The Childhood Glaucoma Research Network (CGRN) was established by glaucoma specialists and paediatric ophthalmologists with an interest in glaucoma in 2011 to address these unmet needs and subsequently improve the care of children with glaucoma. Its initial focus was on defining and classifying glaucoma, which was recently adopted by the WGA consensus on childhood glaucoma.2 The CGRN hopes eventually to perform multicentre clinical trials to evaluate and compare present techniques and in doing so answer the many questions, which largely retrospective studies and experience currently attempt to inform. As a prelude to this an internet-based international registry of new childhood glaucoma patients, the International Pilot Survey of Childhood Glaucoma, has been established to ascertain existing clinical practice.
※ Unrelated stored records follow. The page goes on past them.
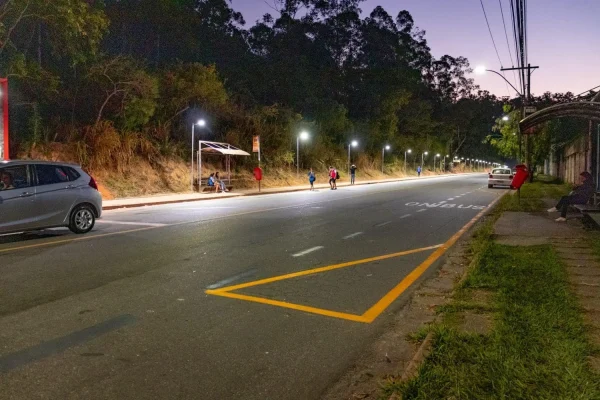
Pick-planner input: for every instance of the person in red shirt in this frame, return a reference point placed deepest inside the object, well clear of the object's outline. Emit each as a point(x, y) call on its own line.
point(332, 178)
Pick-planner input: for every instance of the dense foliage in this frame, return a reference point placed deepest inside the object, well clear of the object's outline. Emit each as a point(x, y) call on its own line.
point(104, 76)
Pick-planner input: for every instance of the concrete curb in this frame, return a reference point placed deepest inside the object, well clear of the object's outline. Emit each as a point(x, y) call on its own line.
point(164, 202)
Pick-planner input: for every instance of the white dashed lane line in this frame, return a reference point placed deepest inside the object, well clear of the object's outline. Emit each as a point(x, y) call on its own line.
point(307, 251)
point(383, 224)
point(353, 235)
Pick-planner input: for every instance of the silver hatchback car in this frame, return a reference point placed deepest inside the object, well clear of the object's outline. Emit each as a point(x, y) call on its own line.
point(38, 194)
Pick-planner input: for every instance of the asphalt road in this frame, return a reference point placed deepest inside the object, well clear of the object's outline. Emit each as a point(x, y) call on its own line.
point(216, 299)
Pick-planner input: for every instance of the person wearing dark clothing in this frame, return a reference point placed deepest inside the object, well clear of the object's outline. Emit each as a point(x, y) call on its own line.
point(581, 194)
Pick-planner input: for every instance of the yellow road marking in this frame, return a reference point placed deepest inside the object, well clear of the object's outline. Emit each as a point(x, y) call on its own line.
point(319, 270)
point(90, 237)
point(298, 307)
point(372, 313)
point(77, 239)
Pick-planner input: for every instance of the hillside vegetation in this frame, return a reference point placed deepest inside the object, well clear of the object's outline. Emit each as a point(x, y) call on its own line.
point(116, 85)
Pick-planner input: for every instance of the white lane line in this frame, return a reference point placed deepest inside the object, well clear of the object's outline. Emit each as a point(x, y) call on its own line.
point(104, 221)
point(383, 224)
point(183, 209)
point(305, 252)
point(352, 235)
point(234, 278)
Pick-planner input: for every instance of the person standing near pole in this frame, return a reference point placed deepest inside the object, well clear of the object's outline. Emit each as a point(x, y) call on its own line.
point(332, 178)
point(352, 174)
point(311, 179)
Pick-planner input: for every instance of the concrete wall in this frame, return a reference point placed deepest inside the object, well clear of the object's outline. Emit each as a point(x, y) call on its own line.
point(574, 160)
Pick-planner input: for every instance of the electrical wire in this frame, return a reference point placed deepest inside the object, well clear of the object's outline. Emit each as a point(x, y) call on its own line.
point(507, 42)
point(589, 90)
point(513, 16)
point(493, 42)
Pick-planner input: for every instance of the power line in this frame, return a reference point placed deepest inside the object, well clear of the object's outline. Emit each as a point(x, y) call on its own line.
point(492, 36)
point(513, 17)
point(589, 90)
point(507, 42)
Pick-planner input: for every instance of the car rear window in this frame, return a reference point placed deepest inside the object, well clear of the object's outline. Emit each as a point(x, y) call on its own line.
point(14, 177)
point(72, 173)
point(51, 174)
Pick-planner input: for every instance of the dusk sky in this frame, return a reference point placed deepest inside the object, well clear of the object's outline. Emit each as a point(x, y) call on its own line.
point(564, 37)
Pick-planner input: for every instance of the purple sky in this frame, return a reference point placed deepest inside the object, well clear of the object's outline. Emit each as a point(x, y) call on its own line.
point(563, 37)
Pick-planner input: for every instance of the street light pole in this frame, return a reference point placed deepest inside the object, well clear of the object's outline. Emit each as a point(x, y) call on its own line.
point(387, 147)
point(303, 135)
point(200, 123)
point(354, 143)
point(4, 145)
point(406, 151)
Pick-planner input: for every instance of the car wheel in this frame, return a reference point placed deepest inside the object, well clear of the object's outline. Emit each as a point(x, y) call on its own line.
point(82, 219)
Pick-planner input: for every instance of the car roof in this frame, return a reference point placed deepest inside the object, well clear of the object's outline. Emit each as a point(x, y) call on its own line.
point(23, 162)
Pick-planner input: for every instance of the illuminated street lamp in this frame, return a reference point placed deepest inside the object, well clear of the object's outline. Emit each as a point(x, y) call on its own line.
point(406, 151)
point(201, 123)
point(353, 143)
point(387, 147)
point(302, 136)
point(4, 138)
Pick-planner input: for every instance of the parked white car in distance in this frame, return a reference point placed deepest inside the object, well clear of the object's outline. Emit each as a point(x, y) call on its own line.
point(500, 177)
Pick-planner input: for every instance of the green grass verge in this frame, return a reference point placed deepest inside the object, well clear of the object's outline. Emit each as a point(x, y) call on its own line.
point(537, 348)
point(532, 195)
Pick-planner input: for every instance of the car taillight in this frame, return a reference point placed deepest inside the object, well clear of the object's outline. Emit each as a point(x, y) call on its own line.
point(93, 183)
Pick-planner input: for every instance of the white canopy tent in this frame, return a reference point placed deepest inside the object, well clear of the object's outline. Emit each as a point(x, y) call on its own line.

A neglected field within childhood glaucoma is the study of the impact of the diagnosis and surgery on the child’s quality of life and that of the caregivers. Evidence is sparse but it suggests the impact of childhood glaucoma is significant throughout the child’s life both at home and school.137 Furthermore, the emotional and psychological burden of caregivers of patients with childhood glaucoma is thought to be considerable.138 Recognition of the importance of the measuring the impact of illness, disability, and treatment from the patient’s perspective has resulted in development and evaluation of Patient-Reported Outcome Measures and Patient-Reported Experience Measures for use within paediatric ophthalmology.139 However, there is a paucity of vision-specific instruments. Hopefully, the fact that patient-led assessment of the impact of disease has developed a high profile in health service planning and policy in some countries will result in more funding for this research.140

Conclusion

Childhood glaucoma is recognised to be one of the most challenging diseases in the field of glaucoma, and this is especially so for its surgical management because of the potential for failure and complications. Over the past 70 years, a number of operations have been introduced to manage childhood glaucoma, most of which have stood the test of time but others have still to prove themselves. Internationally, there is a diverse approach to childhood glaucoma that largely reflects the diverse nature of the conditions, which cause it, the challenges of controlling the disease and the absence of controlled trials to inform decision-making. The 21st century prognosis for childhood glaucoma has improved significantly since the days when angle surgery was first introduced but the challenge for those who look after these children still remains, as it always has, to increase surgical success rates and reduce complications, and thereby keep these children seeing for as long as possible.